窮鳥の行き先
クナーセン将軍とマルグレーチェに慰められ、僕はやっと気が楽になった。
「ありがとうございます。将軍、お嬢様……」
「ずっと気になってたんだけど、それ、止めてもらえない?」
「えっ……?」
「その、お嬢様っていうの。もう貴族の家の娘でもなくなるんだし、これからは名前で呼んで」
「いや、でも……」
「…………」
僕は抗おうとしたが、感情が冷え切ったような、何とも言えない表情でマルグレーチェに見つめられて怯む。こんな顔する動物、いた気がするなあ……
「あの、その……」
「早く」
「は、はい。マルグ、レーチェ、さん……」
「『さん』が余計。やり直し」
「マ、マルグレーチェ……」
「よろしい」
「はっはっは。王国が誇るテイムの名手も、儂の孫には形無しじゃな」
僕達のやり取りを聞いていた将軍が、愉快そうに笑う。ひとしきり笑った後、将軍は言った。
「さて、アシマよ……」
「はい」
「この町にも、いつまでもはおれぬぞ。今日の夕刻か、遅くとも明日には摂政の触れが回ってこよう。儂らを捕えよとな」
そうだった。僕達は逃亡者なのだ。次にどこに行くかを決めなくてはならない。准男爵の僕と違い、伯爵位を持つ将軍には領地があるが、そこも今頃は、摂政の命令で爵位と共に没収されているだろう。王国内には、僕達の居場所はないと考えるのが自然だ。
僕はしばらく思案してから、将軍に提案してみた。
「……いっそのこと、リーラニア帝国に行ってみませんか?」
「ほう。リーラニアとな?」
「はい。第一に、僕達が逃げる先は、マリーセン王国からの圧力をはね返せる力を持った国が良いと思います。小国では、摂政からの引き渡し要求に応じてしまう可能性があるので。
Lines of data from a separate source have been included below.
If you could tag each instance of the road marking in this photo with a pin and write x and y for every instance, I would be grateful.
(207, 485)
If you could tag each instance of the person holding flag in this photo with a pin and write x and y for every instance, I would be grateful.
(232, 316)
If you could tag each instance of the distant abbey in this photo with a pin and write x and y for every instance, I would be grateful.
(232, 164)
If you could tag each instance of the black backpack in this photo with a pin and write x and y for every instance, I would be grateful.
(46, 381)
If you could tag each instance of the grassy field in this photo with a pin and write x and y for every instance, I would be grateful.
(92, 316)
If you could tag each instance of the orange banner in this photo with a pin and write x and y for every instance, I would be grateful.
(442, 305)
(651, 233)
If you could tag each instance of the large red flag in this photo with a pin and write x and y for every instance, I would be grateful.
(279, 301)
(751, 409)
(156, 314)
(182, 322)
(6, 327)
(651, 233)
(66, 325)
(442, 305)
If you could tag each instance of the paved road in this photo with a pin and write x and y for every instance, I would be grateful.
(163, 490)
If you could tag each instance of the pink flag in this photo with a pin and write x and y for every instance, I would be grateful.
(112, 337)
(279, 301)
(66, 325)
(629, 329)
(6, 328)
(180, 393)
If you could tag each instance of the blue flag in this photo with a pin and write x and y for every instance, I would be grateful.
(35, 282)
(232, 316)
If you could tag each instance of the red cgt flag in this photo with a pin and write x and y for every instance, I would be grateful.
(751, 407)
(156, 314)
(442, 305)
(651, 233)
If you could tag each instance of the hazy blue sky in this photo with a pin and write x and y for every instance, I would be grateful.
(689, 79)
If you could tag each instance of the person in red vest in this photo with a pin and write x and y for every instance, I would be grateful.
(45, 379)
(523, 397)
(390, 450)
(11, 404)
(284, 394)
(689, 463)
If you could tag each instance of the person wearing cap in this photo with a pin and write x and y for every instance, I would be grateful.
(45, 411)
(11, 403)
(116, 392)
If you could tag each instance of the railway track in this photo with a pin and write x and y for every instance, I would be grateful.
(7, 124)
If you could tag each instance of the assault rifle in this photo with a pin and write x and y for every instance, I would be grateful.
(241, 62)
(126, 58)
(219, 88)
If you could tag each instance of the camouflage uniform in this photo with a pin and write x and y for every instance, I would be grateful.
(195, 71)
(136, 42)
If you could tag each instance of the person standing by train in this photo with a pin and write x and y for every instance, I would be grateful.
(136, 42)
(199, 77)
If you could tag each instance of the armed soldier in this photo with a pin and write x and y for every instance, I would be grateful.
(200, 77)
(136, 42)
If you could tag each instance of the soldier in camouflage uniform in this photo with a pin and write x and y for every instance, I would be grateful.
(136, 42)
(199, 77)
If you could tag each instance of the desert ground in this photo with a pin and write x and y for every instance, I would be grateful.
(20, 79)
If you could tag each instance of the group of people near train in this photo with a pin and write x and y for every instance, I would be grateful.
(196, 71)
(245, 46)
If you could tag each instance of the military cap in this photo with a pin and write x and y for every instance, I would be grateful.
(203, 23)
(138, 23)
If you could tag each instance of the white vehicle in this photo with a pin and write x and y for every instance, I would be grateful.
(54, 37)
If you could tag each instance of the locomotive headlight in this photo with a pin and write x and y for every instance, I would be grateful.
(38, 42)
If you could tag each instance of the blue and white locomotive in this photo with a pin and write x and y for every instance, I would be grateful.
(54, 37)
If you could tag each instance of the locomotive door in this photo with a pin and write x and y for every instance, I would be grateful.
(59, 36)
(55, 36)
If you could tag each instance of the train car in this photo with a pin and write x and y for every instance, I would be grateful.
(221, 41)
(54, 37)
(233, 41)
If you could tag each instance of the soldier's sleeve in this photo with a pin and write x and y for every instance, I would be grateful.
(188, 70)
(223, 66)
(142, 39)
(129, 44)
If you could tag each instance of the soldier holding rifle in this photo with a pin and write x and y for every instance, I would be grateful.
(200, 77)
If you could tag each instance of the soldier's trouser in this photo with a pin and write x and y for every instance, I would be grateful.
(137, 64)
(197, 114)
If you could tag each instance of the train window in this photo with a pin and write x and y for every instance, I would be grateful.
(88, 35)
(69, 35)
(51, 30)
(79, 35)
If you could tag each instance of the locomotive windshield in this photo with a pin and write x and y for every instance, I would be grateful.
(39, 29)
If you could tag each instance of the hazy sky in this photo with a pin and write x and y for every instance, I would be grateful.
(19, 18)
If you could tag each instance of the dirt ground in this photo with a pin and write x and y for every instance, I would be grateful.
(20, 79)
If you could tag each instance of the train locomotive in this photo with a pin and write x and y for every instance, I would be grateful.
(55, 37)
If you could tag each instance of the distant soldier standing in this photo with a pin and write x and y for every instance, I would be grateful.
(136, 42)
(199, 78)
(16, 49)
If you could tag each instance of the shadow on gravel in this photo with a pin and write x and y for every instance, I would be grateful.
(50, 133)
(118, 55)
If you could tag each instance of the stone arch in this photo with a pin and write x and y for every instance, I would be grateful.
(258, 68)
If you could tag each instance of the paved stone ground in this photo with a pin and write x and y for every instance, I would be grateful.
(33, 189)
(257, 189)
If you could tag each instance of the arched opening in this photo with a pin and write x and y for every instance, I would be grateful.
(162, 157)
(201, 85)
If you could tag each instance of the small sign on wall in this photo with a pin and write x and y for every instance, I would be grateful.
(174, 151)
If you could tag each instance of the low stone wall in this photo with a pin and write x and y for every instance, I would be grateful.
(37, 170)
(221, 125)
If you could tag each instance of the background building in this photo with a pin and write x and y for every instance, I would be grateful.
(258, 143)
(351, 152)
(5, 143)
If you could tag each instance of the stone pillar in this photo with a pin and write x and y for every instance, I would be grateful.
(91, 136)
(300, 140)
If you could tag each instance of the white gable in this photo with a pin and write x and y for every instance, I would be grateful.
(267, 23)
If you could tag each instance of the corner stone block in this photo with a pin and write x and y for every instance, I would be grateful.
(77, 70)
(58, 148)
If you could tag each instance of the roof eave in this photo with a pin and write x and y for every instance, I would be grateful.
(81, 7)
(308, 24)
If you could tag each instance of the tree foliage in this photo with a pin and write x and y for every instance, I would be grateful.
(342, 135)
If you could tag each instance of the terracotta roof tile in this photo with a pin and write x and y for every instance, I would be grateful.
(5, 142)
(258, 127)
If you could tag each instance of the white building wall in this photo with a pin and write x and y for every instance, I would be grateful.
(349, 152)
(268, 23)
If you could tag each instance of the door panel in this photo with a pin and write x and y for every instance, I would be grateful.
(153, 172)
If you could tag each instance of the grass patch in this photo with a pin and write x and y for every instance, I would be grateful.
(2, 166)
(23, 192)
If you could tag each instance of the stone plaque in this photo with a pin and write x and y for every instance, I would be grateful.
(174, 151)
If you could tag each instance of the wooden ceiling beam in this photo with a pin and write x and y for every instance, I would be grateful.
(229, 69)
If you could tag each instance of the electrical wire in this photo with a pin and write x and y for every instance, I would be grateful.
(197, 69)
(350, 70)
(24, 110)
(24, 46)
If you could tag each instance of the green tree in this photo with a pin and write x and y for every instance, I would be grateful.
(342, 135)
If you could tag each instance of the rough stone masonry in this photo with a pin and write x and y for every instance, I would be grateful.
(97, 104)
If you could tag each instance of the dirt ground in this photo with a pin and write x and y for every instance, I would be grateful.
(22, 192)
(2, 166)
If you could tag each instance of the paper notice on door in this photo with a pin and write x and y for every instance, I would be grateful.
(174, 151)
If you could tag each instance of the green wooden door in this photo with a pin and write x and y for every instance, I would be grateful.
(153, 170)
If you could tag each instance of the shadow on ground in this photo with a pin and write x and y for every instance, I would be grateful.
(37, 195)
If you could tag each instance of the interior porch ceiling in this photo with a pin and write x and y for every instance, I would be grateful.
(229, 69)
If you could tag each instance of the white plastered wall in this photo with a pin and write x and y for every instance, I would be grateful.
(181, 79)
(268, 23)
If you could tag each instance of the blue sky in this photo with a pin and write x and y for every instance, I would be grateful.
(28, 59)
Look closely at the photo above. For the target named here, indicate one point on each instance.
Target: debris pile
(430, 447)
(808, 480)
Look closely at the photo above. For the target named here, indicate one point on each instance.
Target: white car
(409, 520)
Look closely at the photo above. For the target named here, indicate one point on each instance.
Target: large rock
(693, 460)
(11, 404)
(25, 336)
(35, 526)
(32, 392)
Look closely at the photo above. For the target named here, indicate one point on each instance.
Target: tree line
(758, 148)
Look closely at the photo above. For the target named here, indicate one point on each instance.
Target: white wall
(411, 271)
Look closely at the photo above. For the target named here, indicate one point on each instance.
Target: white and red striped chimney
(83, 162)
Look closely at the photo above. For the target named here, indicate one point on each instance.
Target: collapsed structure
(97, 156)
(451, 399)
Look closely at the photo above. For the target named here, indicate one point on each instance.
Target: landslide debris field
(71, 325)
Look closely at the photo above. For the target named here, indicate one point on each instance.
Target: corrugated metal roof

マリーセン王国の周りで一番の大国は、言わずもがな、リーラニア帝国です」
「うむ」
「リーラニアとは長らく敵国でしたが、既に仮の休戦条約が結ばれ、正式な講和条約も間もなくです。僕達が亡命しても、国王陛下にお手向かいすることにはなりません」
加えて、講和条約が結ばれても、今までの敵国が急に友好国になるわけではない。しばらくは微妙な関係が続く。僕のような下っ端はともかく、マリーセン王国の国防の全てを知る将軍には、リーラニア帝国も何らかの利用価値を認めるのではないだろうか。
そう説明すると、将軍は少し考えてから言った。